On a related note, I've always detested redhat firewall configuration for making more chains than needed for their straightforward configuration, making the rules appear far more complicated than they are.
Re: (Score:2)
Yeah, you're right, if you're doing the iptables by hand you're good to go. Most Redhat sysadmins edit the sysconfig/iptables file and issue a restart, though. And, right, for more complex rules changes it's pretty tough to do without a reload (though it is possible with enough creativity).
Re: (Score:2)
No you aren't.
iptables -t filter -I INPUT -p tcp --dport 80 -j ACCEPT
At no point is anything incorrectly dropped or accepted.
Re: (Score:3)
Professionals do not care about "sexy", they care about "works efficiently and reliably". Amateurs care about "sexy". I guess there are now enough Windows admins administrating (or trying to) Linux systems, that "sexy" becomes a factor...
Seriously? (Score:3, Interesting)
You really CAN'T take the time out of your day to type that?
Re:Seriously? (Score:5, Informative)
Try reading the original feature page:
http://fedoraproject.org/wiki/Features/DynamicFirewall [fedoraproject.org]
the main benefit of this is not for manual changes, really. See 'Benefit to Fedora'. Hell, just read the whole thing. It makes it quite clear.
Re: (Score:2)
If you're playing around with iptables you're probably not a 'masses' user. There are some nice frontends for end users, but this sort of thing is for the person owning a server or whatever.
Again, you use console because its faster.
Re: (Score:3)
Oh, honest to God. Do we have to spell it out? So you make a bloody tinkertoy launcher on the desktop that says "restart firewall" and it runs the command line "sudo /sbin/service iptables restart." Takes about one minute to create. That is so simple even a monkey too stupid to learn anything can do it.

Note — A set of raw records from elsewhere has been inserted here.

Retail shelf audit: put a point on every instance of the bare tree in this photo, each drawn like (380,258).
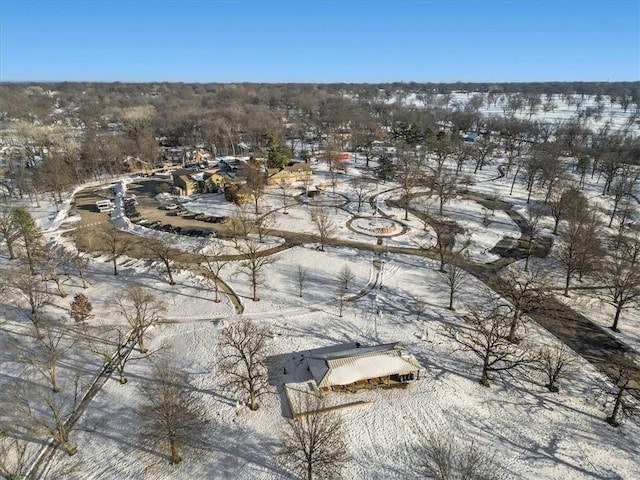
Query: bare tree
(8,230)
(445,187)
(34,291)
(214,263)
(243,347)
(346,276)
(81,309)
(579,247)
(620,275)
(253,262)
(114,244)
(165,253)
(55,341)
(173,415)
(301,278)
(14,458)
(40,414)
(283,186)
(255,180)
(313,444)
(624,373)
(50,260)
(524,291)
(455,278)
(441,457)
(622,187)
(141,309)
(28,234)
(325,225)
(361,188)
(556,363)
(485,335)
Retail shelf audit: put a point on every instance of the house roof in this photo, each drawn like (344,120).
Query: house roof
(344,365)
(289,169)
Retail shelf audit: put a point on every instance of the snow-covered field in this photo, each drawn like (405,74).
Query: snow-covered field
(533,433)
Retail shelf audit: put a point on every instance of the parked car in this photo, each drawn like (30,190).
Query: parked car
(172,206)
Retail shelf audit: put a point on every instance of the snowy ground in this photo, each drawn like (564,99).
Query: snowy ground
(534,434)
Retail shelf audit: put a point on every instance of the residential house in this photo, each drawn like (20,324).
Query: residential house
(349,367)
(290,174)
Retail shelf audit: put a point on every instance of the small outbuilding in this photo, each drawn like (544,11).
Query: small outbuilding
(353,366)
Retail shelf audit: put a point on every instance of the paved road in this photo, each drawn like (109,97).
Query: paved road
(578,332)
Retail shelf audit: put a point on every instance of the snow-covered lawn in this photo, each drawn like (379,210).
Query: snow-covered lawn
(534,434)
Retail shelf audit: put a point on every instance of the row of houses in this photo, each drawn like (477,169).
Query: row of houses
(215,179)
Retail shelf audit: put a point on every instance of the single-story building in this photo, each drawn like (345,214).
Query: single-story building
(289,174)
(203,182)
(349,367)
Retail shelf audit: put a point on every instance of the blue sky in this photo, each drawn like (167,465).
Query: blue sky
(319,41)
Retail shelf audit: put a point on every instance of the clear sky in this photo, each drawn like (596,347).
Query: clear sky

Then you make more launchers to do other firewall tasks.
Re: (Score:2)
Re: (Score:2)
Or you just fix the fucking firewall so you don't have to create a "bloody tinkertoy". Seriously, iptables is ok for a server or a nerd desktop machine, but even a "bloody tinkertoy" is too complex. The mere notion of a "restart firewall" icon is unnecessary, and completely indefensible compared to simply fixing the firewall system in the first place.
Re: (Score:2)
Except there is nothing wrong with iptables to fix.
Re: (Score:2)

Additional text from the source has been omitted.